Professionista dal 1998, ritirato nel 2022. Una carriera lunga cinque lustri che si concluderà al prossimo Trofeo Conde de Godó a Barcellona, in casa, davanti alla sua gente.
Tommy Robredo è stato uno dei giocatori più importanti del tennis spagnolo del 21° secolo e tra pochi giorni appenderà ufficialmente la racchetta al chiodo. Il catalano si è raccontato a Punto se Break ripercorrendo la sua storia nel circuito. “Sono entusiasta di giocare il mio ultimo torneo a Barcellona, a casa mia.

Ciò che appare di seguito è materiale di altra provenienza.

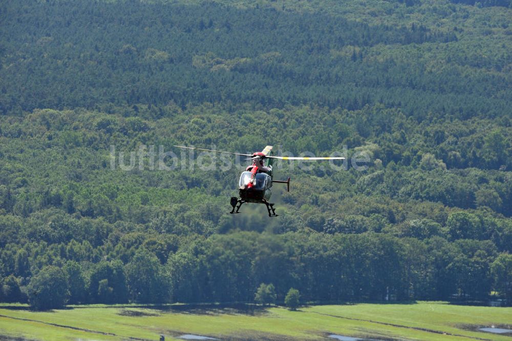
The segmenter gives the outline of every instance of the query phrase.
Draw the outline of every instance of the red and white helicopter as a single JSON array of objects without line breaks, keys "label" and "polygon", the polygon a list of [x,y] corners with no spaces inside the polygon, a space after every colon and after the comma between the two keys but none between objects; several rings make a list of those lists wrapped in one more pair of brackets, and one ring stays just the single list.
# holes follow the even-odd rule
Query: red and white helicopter
[{"label": "red and white helicopter", "polygon": [[[267,206],[268,216],[270,217],[277,216],[275,214],[275,209],[274,204],[269,203],[272,192],[270,190],[272,185],[274,183],[286,184],[286,190],[290,191],[290,177],[286,181],[274,180],[272,171],[272,165],[274,159],[282,160],[342,160],[345,157],[308,157],[306,156],[274,156],[272,155],[272,146],[267,146],[261,152],[256,152],[252,154],[241,154],[240,153],[231,153],[211,149],[204,149],[184,146],[175,146],[180,148],[187,149],[195,149],[215,153],[223,153],[231,154],[242,156],[248,156],[247,159],[252,160],[252,164],[249,166],[244,172],[240,175],[239,181],[239,197],[233,196],[231,198],[231,206],[233,209],[229,213],[231,214],[240,213],[240,207],[246,203],[254,203],[255,204],[264,204]],[[264,160],[268,159],[267,166],[264,165]]]}]

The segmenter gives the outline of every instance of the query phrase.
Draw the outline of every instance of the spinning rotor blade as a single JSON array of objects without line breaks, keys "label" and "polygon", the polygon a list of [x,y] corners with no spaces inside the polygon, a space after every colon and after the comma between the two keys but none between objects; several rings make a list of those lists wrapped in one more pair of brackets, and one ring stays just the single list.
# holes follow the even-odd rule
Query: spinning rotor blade
[{"label": "spinning rotor blade", "polygon": [[185,147],[184,146],[173,146],[179,148],[185,148],[186,149],[196,149],[197,150],[203,150],[205,152],[215,152],[216,153],[224,153],[224,154],[231,154],[232,155],[239,155],[242,156],[252,156],[251,154],[240,154],[240,153],[231,153],[230,152],[223,152],[220,150],[211,150],[211,149],[203,149],[203,148],[196,148],[192,147]]},{"label": "spinning rotor blade", "polygon": [[344,160],[345,157],[327,156],[324,157],[309,157],[307,156],[265,156],[265,158],[279,158],[282,160]]}]

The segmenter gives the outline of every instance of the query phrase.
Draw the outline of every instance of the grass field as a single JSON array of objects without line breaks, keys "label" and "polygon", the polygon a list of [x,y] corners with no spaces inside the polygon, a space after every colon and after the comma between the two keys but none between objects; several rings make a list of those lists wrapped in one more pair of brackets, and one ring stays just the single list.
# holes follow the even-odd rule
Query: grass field
[{"label": "grass field", "polygon": [[193,334],[221,340],[333,340],[336,334],[377,340],[496,340],[475,330],[512,327],[512,308],[413,304],[310,306],[297,311],[253,306],[81,306],[50,312],[0,305],[0,339],[166,340]]}]

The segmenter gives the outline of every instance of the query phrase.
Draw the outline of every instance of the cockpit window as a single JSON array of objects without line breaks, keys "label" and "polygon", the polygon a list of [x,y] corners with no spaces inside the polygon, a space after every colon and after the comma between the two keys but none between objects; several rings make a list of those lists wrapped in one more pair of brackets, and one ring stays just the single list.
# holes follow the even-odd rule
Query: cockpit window
[{"label": "cockpit window", "polygon": [[244,172],[240,175],[240,181],[238,185],[240,187],[245,187],[247,185],[247,184],[249,183],[251,180],[251,172]]},{"label": "cockpit window", "polygon": [[[240,181],[239,186],[240,188],[246,187],[250,182],[252,174],[250,172],[244,172],[240,175]],[[256,174],[256,181],[252,189],[257,191],[262,191],[270,187],[272,180],[270,176],[265,173],[258,173]]]},{"label": "cockpit window", "polygon": [[256,184],[254,189],[261,191],[267,188],[267,178],[270,177],[264,173],[258,173],[256,174]]}]

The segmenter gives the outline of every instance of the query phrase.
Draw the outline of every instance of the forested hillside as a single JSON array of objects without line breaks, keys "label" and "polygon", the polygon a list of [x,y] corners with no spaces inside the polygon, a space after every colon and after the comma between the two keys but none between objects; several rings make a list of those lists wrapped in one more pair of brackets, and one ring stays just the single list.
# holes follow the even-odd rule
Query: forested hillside
[{"label": "forested hillside", "polygon": [[[510,6],[2,2],[0,302],[512,305]],[[174,145],[370,161],[279,165],[271,219]]]}]

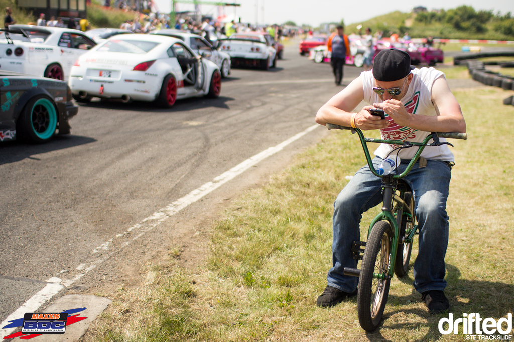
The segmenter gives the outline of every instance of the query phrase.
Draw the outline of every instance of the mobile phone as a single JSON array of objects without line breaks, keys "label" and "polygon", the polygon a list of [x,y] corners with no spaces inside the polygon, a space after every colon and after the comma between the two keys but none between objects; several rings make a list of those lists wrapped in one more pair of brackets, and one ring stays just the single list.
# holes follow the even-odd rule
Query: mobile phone
[{"label": "mobile phone", "polygon": [[378,108],[376,109],[370,109],[370,113],[372,115],[380,116],[382,119],[386,118],[386,114],[384,114],[383,109],[379,109]]}]

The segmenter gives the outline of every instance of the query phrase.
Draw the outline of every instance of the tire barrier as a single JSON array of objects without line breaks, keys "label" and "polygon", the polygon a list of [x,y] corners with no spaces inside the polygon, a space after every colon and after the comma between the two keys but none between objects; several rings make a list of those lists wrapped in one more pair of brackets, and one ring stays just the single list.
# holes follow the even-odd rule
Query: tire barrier
[{"label": "tire barrier", "polygon": [[[483,55],[484,54],[475,54]],[[501,55],[505,55],[502,54]],[[514,52],[512,52],[512,55],[514,56]],[[469,56],[469,55],[466,55],[466,56]],[[462,60],[459,61],[457,64],[461,63],[464,64],[465,63],[468,66],[468,72],[473,79],[485,85],[501,88],[505,90],[514,90],[514,76],[503,75],[499,72],[488,70],[485,68],[485,65],[488,63],[482,61]],[[456,64],[456,63],[454,62],[454,64]],[[503,62],[501,66],[502,67],[507,68],[510,67],[511,64],[514,65],[514,62]],[[510,96],[504,99],[503,104],[514,106],[514,95]]]},{"label": "tire barrier", "polygon": [[[467,59],[476,59],[486,57],[514,57],[514,51],[504,51],[503,52],[479,52],[477,53],[467,53],[465,55],[459,55],[453,57],[453,65],[459,65],[465,64]],[[499,62],[486,62],[486,64],[501,64]]]},{"label": "tire barrier", "polygon": [[503,100],[504,105],[512,105],[514,106],[514,95],[511,95],[507,98]]},{"label": "tire barrier", "polygon": [[512,79],[511,78],[507,78],[505,77],[502,81],[502,89],[506,90],[514,89],[514,88],[512,88],[513,85],[514,85],[514,79]]}]

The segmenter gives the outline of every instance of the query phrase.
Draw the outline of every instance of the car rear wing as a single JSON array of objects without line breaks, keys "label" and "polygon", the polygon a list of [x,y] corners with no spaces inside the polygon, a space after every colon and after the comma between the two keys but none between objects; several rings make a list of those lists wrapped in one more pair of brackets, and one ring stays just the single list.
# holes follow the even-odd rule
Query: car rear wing
[{"label": "car rear wing", "polygon": [[261,44],[265,44],[266,43],[264,42],[261,42],[261,41],[256,41],[254,39],[249,39],[248,38],[222,38],[221,39],[218,39],[218,41],[242,41],[246,42],[251,42],[252,43],[258,43]]},{"label": "car rear wing", "polygon": [[[45,30],[45,31],[46,31]],[[4,34],[5,35],[5,38],[7,41],[7,43],[9,44],[14,44],[14,42],[12,41],[11,39],[11,37],[9,35],[9,33],[17,33],[18,34],[23,34],[23,36],[29,39],[29,42],[30,41],[30,37],[29,35],[27,34],[23,29],[10,29],[10,28],[0,28],[0,32],[3,32]]]}]

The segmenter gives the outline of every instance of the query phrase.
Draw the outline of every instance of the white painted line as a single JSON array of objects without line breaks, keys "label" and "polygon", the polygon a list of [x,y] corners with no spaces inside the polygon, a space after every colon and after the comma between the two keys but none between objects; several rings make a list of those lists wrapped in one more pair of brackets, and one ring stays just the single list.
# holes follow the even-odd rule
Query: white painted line
[{"label": "white painted line", "polygon": [[[175,215],[182,209],[194,203],[223,184],[243,173],[259,162],[279,152],[289,144],[298,140],[319,127],[320,127],[319,125],[314,125],[300,132],[294,136],[292,136],[287,140],[282,142],[276,146],[270,147],[261,153],[255,154],[253,157],[246,159],[238,165],[234,166],[228,171],[224,172],[211,182],[204,184],[198,189],[193,190],[184,197],[179,198],[168,206],[155,212],[146,218],[143,219],[140,223],[137,224],[127,229],[127,231],[124,232],[123,234],[117,235],[116,238],[119,238],[122,237],[133,230],[139,229],[141,231],[132,238],[133,241],[137,239],[147,232],[155,228],[170,216]],[[114,238],[111,239],[107,242],[97,247],[91,251],[91,254],[94,255],[99,252],[101,250],[108,251],[109,246],[112,244],[113,240]],[[125,242],[121,245],[120,249],[124,248],[130,244],[130,240]],[[2,327],[7,325],[7,321],[8,320],[23,318],[23,314],[26,312],[35,312],[43,304],[50,300],[53,296],[59,293],[63,287],[65,286],[66,287],[69,287],[72,285],[75,281],[81,279],[88,273],[109,259],[114,253],[114,252],[111,252],[100,259],[97,259],[88,264],[82,264],[79,265],[76,269],[79,271],[83,270],[84,272],[82,273],[77,275],[72,279],[62,281],[58,278],[52,278],[47,280],[47,282],[51,284],[47,285],[44,289],[32,296],[32,298],[27,300],[21,307],[7,317],[6,320],[2,323],[2,325],[0,326],[0,328]],[[56,280],[58,281],[56,281]],[[2,337],[0,339],[9,334],[9,333],[7,333],[5,332],[5,331],[3,330],[0,331],[0,337]],[[5,334],[2,335],[2,334]]]},{"label": "white painted line", "polygon": [[9,331],[8,331],[7,329],[1,329],[3,327],[9,324],[9,321],[23,318],[23,315],[27,312],[36,312],[42,305],[49,300],[52,297],[64,288],[64,286],[60,284],[61,281],[61,279],[59,278],[50,278],[46,280],[48,284],[43,288],[43,290],[32,296],[32,298],[9,315],[3,322],[0,323],[0,339],[4,339],[4,337],[12,333],[13,329],[16,329],[11,328],[9,329]]}]

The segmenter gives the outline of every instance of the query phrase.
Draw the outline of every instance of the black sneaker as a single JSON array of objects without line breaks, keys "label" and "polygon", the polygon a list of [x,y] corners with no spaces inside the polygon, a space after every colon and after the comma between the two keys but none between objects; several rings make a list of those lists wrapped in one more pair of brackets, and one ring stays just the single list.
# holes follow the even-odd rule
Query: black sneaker
[{"label": "black sneaker", "polygon": [[450,303],[442,291],[427,291],[421,294],[430,314],[442,313],[450,309]]},{"label": "black sneaker", "polygon": [[357,290],[352,293],[347,293],[336,289],[333,286],[327,286],[321,295],[318,297],[316,305],[319,307],[328,307],[338,304],[348,297],[357,294]]}]

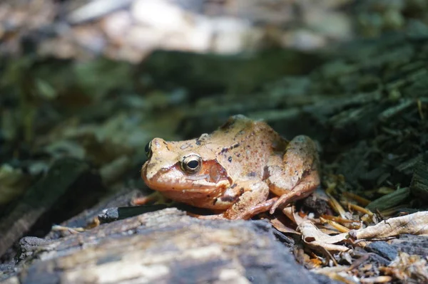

Il mio sogno era dire addio davanti al pubblico, alla mia gente, ritirarmi un anno fa sarebbe stata un’opzione ma con il Covid non avrei avuto il finale che volevo. Non potevo immaginare un addio senza che i miei genitori fossero sugli spalti, così ho deciso di rinviare tutto di un anno”.
“Il tennis mi ha dato molto, mi ha insegnato tutto, mi ha fatto crescere, mi ha dato l’educazione e i valori che ho – ha proseguito Robredo -. Il tennis ti porta a cadere e rialzarti ogni settimana, a sapere vincere e sapere perdere, a raggiungere la fama, a guadagnare soldi già da giovane, a raggiungere i tuoi obiettivi… quello che vive una persona normale a 70 anni, gli atleti lo vivono in 20”. Lo spagnolo non ha dubbi su quale sia stata la partita della sua vita: la finale del torneo di Valencia nel 2014, persa 7-6 al terzo contro Andy Murray dopo tre ore e 20 di gioco.
“È stata la partita più crudele della mia carriera ma, allo stesso tempo, è una delle partite di cui ho i ricordi più belli. Quel match è stato spettacolare, l’ho rivisto diverse volte e mi viene sempre la pelle d’oca, abbiamo giocato entrambi ad un livello straordinario, nello stile di Djokovic-Nadal agli Australian Open. Una partita con cinque match point a mio favore, giocata con Andy, persona che apprezzo molto. Dopo il match siamo andati insieme a Parigi-Bercy sul suo aereo privato: lui festeggiava con lo champagne e io lì dietro a bere acqua. È una partita che ho perso ma a cui sono molto affezionato”.